不眠

高齢になrと不眠に悩む人が多くなる

不眠とは本人が満足できる睡眠時間や睡眠の質が得られない状態が続いて、日中の生活に支障をきたしているような状態をいい、一般に、睡眠時間は加齢とともに減少し、高齢になれば若い時より短くなり、眠りの質の変化もあり、高齢になると不眠を訴える人が多くなります。不眠の中でも、夜中に何度も目が覚める中途覚醒や、朝早く目が覚めてしまう早朝覚醒は、特に高齢者に多く見られ、病気や副作用が原因のこともあります。

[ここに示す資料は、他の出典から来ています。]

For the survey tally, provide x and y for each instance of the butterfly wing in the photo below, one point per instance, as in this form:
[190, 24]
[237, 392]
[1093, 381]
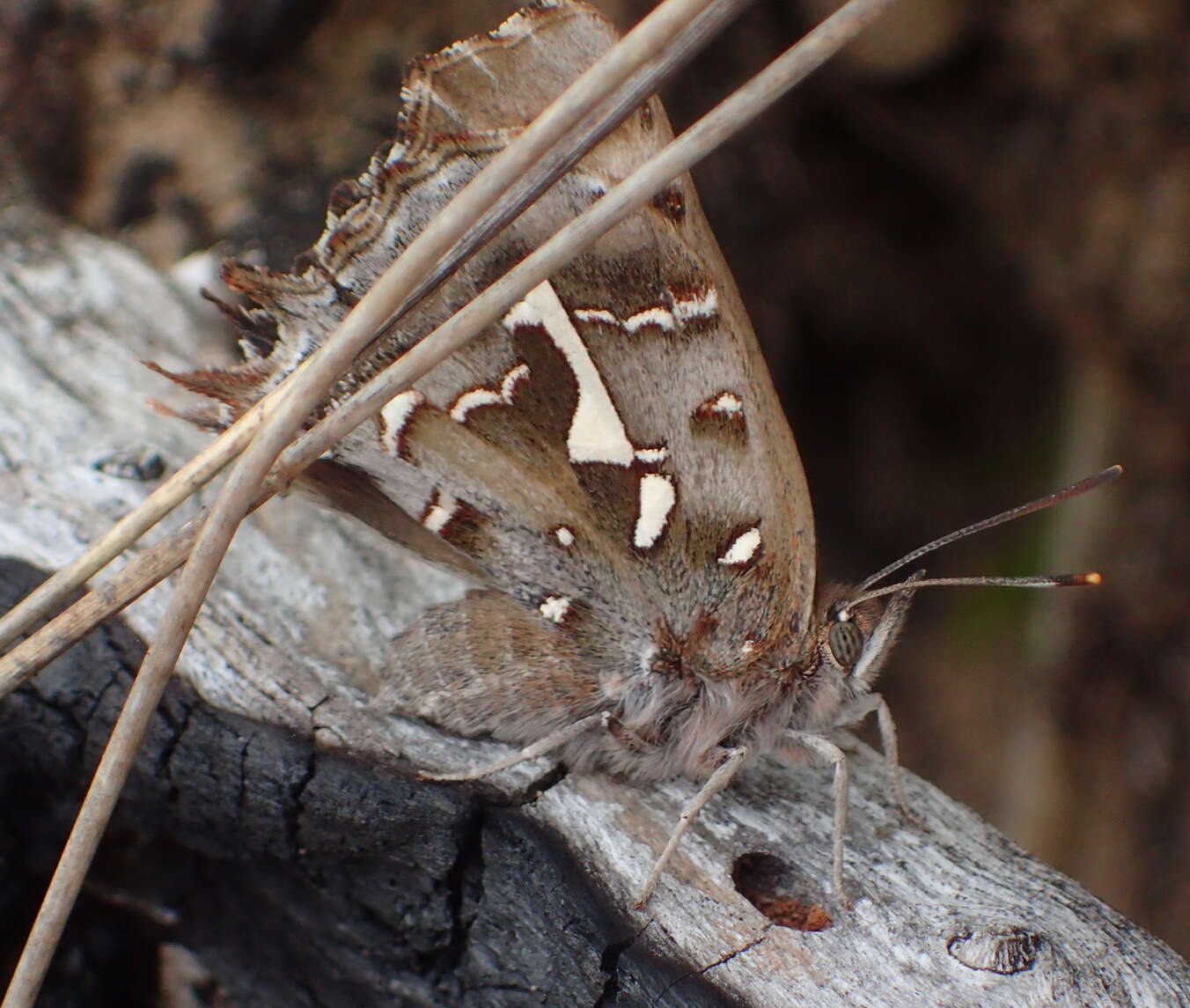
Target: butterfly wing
[612, 457]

不眠への対処法としては、原因があればそれを取り除いたり、不眠を招きやすい生活習慣の改善をはかることが大切です。それでも不眠が続いてつらい場合、西洋医学では不眠のタイプに応じた睡眠薬が用いられます。現在不眠の治療に使われている睡眠薬は安全性の高い薬ですが高齢者の場合は副作用が発生しやすい傾向もありますので、睡眠薬を使いにくい人では漢方が有用な治療手段となります。

漢方では不眠以外の症状もあわせて改善する薬を用いる

不眠に悩む人は、他にも何らかの体調不良を抱えている人が多いので、漢方では、全身の働きを整えて、不眠が起こらないような状態を目指します。そのため、不眠以外の症状も含めて病気をとらえ、あわせて改善する薬が選択されます。

例えばイライラがあれば「抑肝散」、心身の疲労が強ければ「酸棗仁湯」、虚弱で取り越し苦労の傾向があれば「帰脾湯」などが用いれらます。抑うつが強い場合には「柴胡加竜骨牡蛎湯」、不問が強い場合には「桂枝加竜骨牡蛎」などが有効なこともあります。

注意が必要な睡眠薬の副作用

西洋医学の睡眠薬では下記のような副作用が起きる危険性もある
●持ち越し効果
 起床後まで眠気やふらつきが残る
●筋弛緩
 筋肉に力が入らず転びやすくなる
●記憶障害
 薬が効いている間の記憶が抜け落ちる
●習慣性
 連用すると習慣性が生じ、急にやめるとかえって不眠になる
特に高齢者の場合は、ふらつきや転倒が骨折やその後の寝たきりにつながりかねないので要注意です。